If my life was a fairytale, the wicked witch that cast this curse upon me is jus' jelly and as soon as my true love shows up and plants one on me, I'll be fine! Happy, in fact! Ever after, even. My boyfriend will be glad to hear it.
If my life was a movie, my migraines would be indicative of poor life choices or self-loathing or that I need to forgive my father. Once I overcome my obstacles (in montage, accompanied by a kicky pop song) and tearfully reunite with all of the people who have wronged me, the pain will lift or at least I'll have some kind of epiphany wherein I realize that the pain was never about my head, but about my heart.
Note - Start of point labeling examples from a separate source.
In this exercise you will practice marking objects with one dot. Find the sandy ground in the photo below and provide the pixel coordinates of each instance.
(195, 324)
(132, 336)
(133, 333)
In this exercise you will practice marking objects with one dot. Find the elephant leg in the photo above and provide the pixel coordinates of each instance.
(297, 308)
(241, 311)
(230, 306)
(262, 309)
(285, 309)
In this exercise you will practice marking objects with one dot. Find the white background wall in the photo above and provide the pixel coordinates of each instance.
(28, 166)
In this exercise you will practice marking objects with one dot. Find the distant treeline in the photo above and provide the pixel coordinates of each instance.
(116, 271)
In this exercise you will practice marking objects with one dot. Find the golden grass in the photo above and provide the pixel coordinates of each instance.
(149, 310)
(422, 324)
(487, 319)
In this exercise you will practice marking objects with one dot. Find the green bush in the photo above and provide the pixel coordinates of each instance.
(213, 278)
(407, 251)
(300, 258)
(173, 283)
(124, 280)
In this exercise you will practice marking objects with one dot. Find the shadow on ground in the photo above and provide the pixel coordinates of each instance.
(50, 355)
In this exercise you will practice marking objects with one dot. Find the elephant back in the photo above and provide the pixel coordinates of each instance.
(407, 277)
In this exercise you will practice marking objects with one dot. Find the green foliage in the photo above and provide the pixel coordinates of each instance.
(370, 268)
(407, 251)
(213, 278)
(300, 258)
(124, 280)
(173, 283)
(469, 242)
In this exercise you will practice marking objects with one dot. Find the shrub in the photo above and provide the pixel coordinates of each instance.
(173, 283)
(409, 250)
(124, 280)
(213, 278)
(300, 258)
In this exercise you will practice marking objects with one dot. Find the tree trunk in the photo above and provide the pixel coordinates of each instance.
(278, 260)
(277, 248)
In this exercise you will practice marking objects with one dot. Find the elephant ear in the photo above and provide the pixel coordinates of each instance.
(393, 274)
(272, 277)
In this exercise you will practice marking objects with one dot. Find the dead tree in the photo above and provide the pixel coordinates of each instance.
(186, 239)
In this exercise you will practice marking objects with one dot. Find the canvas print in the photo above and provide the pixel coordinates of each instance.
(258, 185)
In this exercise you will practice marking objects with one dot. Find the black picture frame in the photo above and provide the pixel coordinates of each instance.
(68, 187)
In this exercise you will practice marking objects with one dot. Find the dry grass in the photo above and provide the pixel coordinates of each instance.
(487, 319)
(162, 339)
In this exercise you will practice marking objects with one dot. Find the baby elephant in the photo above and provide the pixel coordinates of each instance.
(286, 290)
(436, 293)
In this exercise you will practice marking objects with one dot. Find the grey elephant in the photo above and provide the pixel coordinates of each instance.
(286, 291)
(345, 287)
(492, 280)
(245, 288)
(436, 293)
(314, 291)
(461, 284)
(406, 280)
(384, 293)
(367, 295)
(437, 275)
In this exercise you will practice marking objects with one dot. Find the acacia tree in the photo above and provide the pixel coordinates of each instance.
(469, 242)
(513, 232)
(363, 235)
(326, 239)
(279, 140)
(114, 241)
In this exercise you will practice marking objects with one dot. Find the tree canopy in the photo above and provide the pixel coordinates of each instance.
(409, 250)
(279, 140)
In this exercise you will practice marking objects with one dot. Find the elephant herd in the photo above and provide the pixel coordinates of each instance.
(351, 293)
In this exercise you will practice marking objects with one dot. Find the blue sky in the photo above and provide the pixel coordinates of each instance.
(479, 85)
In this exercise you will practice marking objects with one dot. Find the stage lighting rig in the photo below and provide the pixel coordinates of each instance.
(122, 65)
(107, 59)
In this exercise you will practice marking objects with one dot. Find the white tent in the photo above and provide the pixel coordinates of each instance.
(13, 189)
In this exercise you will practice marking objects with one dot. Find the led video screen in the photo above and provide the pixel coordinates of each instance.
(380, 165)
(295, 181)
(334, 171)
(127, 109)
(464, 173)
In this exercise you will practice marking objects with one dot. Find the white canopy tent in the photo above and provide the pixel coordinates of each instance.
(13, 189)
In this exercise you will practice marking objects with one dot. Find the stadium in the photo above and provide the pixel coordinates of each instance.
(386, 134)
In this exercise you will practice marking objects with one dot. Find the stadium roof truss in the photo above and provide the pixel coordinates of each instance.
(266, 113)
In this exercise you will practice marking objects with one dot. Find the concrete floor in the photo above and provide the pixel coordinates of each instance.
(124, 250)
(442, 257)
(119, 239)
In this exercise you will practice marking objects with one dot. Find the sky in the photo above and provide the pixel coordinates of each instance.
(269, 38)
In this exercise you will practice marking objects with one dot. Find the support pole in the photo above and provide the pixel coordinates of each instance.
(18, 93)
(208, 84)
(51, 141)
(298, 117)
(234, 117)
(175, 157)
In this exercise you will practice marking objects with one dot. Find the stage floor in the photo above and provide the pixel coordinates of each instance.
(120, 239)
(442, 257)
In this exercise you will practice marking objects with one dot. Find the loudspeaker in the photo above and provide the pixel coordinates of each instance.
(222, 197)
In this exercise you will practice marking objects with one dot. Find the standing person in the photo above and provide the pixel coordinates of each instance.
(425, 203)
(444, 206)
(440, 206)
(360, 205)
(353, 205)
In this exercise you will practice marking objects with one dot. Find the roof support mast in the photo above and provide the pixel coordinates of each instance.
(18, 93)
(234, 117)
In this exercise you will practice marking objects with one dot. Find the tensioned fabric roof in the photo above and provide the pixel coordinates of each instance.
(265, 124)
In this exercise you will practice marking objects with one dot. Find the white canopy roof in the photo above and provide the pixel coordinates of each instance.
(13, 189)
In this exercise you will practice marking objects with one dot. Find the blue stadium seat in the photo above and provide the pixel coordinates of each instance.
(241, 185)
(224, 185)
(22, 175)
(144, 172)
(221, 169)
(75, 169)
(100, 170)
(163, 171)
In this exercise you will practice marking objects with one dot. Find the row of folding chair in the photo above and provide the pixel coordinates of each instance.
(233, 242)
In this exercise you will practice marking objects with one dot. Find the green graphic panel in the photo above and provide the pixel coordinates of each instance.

If my life was a song, it would be bluesy and melancholy, or country and woeful, or rock and angry, or pop and hopeful.
If my life was someone else's it would likely look different. They might use triptans, or reside in an assisted living apartment. He might have a kid that also suffers when daddy suffers, or she might have kept working long after I did, having found strength that I simply could not summon.
I'm not sure what I'm getting at here, honestly. It's all stories, different versions and perspectives, different morals and attitudes, different reasons for sharing the things we do. My story is winding; sometimes wild and strange and sometimes so boring we could all cry from the dull. But when I tell my story, what's important? Surviving the pain, or when it beats me? My good days or bad? Is it possible to live the story while telling it, and do both effectively?
I'm not sure. Maybe not with migraine, maybe not for me. But that won't stop me from trying, because MAYBE I CAN.